The resolver field mentions a standard Stackage snapshot.

Push the repo. Let’s say to https://github.com/our-org/stack-snapshot.

2. Create the “utils” repository

Create a Cabal package with your great extensions over the basic libraries that you plan to use all over the org, your custom prelude and etc.

Use Git to add https://github.com/our-org/stack-snapshot as a submodule and point it to the .stack-snapshot directory.

Add a stack.yaml file with the following contents:

resolver: .stack-snapshot/snapshot.yaml

Push the changes and copy the commit hash.

3. Update the “stack-snapshot” repository

Add the “utils” repository to the snapshot pointing to the commit hash that you’ve just copied.

name: our-org-snapshot
resolver: nightly-2022-10-25
packages:
  - git: https://github.com/our-org/utils
    commit: <commit-hash>

Push the changes.

4. Create the “db” and “logic” repositories

By repeating the previous two steps for both. You’ll end up with the following stack-snapshot:

name: our-org-snapshot
resolver: nightly-2022-10-25
packages:
  - git: https://github.com/our-org/utils
    commit: <commit-hash>
  - git: https://github.com/our-org/db
    commit: <commit-hash>
  - git: https://github.com/our-org/logic
    commit: <commit-hash>

5. Create the “api” repository

The process is still the same: repeat the step 2 and 3. Notice that all the dependencies of “api” are already listed in the snapshot, so the build will go smoothly.

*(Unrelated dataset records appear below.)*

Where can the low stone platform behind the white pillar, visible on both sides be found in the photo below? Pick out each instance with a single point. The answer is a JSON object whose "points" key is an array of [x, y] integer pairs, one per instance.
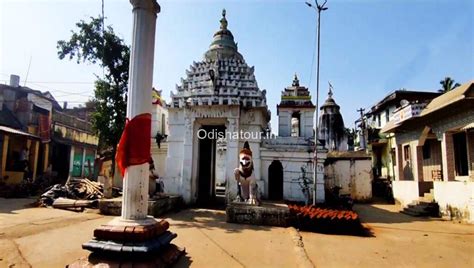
{"points": [[156, 207]]}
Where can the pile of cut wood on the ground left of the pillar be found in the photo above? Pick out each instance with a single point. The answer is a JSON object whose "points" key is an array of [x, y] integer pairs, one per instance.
{"points": [[75, 188]]}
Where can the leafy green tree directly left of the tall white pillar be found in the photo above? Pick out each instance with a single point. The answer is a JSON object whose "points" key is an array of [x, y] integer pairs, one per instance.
{"points": [[96, 44]]}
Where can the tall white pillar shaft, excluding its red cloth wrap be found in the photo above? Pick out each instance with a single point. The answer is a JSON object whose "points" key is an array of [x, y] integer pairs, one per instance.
{"points": [[135, 182]]}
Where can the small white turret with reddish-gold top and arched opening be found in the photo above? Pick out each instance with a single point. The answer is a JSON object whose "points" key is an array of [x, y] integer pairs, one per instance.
{"points": [[295, 112]]}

6. Introduce a change to the “utils” library

This is to showcase how the changes get introduced in this system.

Update the “utils” lib, push and copy the commit hash. Update the hash in the snapshot repo and push. Go to the “api” repo and do a git pull from the .stack-snapshot subdirectory. Now the “api” repo has the reference to an updated snapshot staged. You can commit that. And voila, your “api” repo is set to use the latest versions of its deps.

Helpful tools

Push and copy commit hash script

To do this in a single action I use the following script on Mac:

#!/bin/bash
git log -1 --format="%H" | tr -d '\n' | pbcopy && git push

Automation

The manual actions that need to be taken to publish a repo can actually be automated using CI. E.g., you can set up a process which builds and tests the package that you want to publish and when it succeeds it will update the “stack-snapshot” repo. Thus you’ll both automate the repetitive actions and ensure that only valid packages get propagated.

E.g., this can be done using GitHub Actions. Although we don’t yet have such an action yet, it shouldn’t be hard to implement.

Testimony

I’ve successfully applied this approach in my private projects for a couple of years now. E.g., pGenie relies on it heavily.